La dermatite atopica è tra le malattie cutanee più comuni in età infantile. Solitamente si manifesta nei primi mesi di vita del bambino ed è associata a prurito e rossore diffuso, spesso anche a rinite allergica e asma bronchiale, ma può essere evitata?  Lo abbiamo chiesto al Dott. Bruno Capitanio, Dermatologo Pediatrico presso Spazio Medico.

Come si riconosce la dermatite atopica?

“La dermatite atopica o eczema atopico si riconosce dalla comparsa di minuscole vesciche pruriginose che interessano, nella maggior parte dei casi, le pieghe del corpo (gomiti e ginocchia). L’esordio della dermatite avviene intorno al quarto mese di vita del bambino e, in genere, più la pelle è secca e maggiori sono le possibilità che il piccolo sviluppi questa infiammazione.”

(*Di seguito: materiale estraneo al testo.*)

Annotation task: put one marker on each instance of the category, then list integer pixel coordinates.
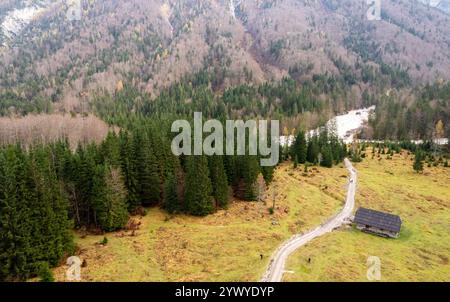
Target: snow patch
(16, 20)
(345, 126)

Quali cause la determinano?

“Quando parliamo di cosa scatena la dermatite atopica facciamo riferimento a fattori di natura intrinseca ed estrinseca. La dermatite di natura intrinseca è causata da una predisposizione naturale alla malattia e guarisce intorno ai 4 anni d’età. La dermatite estrinseca, invece, rappresenta un caso in cui la pelle è più sensibile agli allergeni esterni ed ha ereditarietà materna, accennando a guarire con l’arrivo della pubertà. Inoltre recenti studi stanno portando alla luce una correlazione tra la dermatite atopica e lo stafilococco aureo, possibile responsabile della malattia”.

L’alimentazione è in qualche modo responsabile ?

“Fino ai primi anni Duemila si è molto parlato di alimentazione in relazione alla dermatite atopica, ad esempio in molti- tra mamme e specialisti- erano convinti che fosse il latte a scatenare l’eruzione cutanea, ma non è così dal momento che la dermatite è un problema di pelle secca e delicata, non un’allergia. Su questo argomento, inoltre, ho scritto un articolo per il Pediatric Dermatology Journal spiegando secondo quali osservazioni siamo giunti alla conclusione che privare del latte un bambino per prevenire la dermatite risulta essere una misura eccessiva”.

Quale disagio provoca?

“La dermatite atopica causa un forte prurito oltre a determinare un arrossamento delle aree interessate. Questo influisce sul benessere del bambino, privandolo molto frequentemente del sonno.”

Quali trattamenti consiglia per alleviare il prurito?

“Ad oggi i trattamenti più indicati per la dermatite atopica prevedono creme emollienti unite a creme a base di cortisone. È la cura più efficace. “

Si può prevenire?

“Soprattutto in presenza di predisposizioni genetiche – oltre al contatto con agenti esterni- è difficile prevenirne la comparsa. Sicuramente è buona norma intervenire con l’idratazione costante della pelle associata una corretta igiene, applicando creme  idratanti e ricordandosi che in inverno la malattia tende a farsi più acuta.”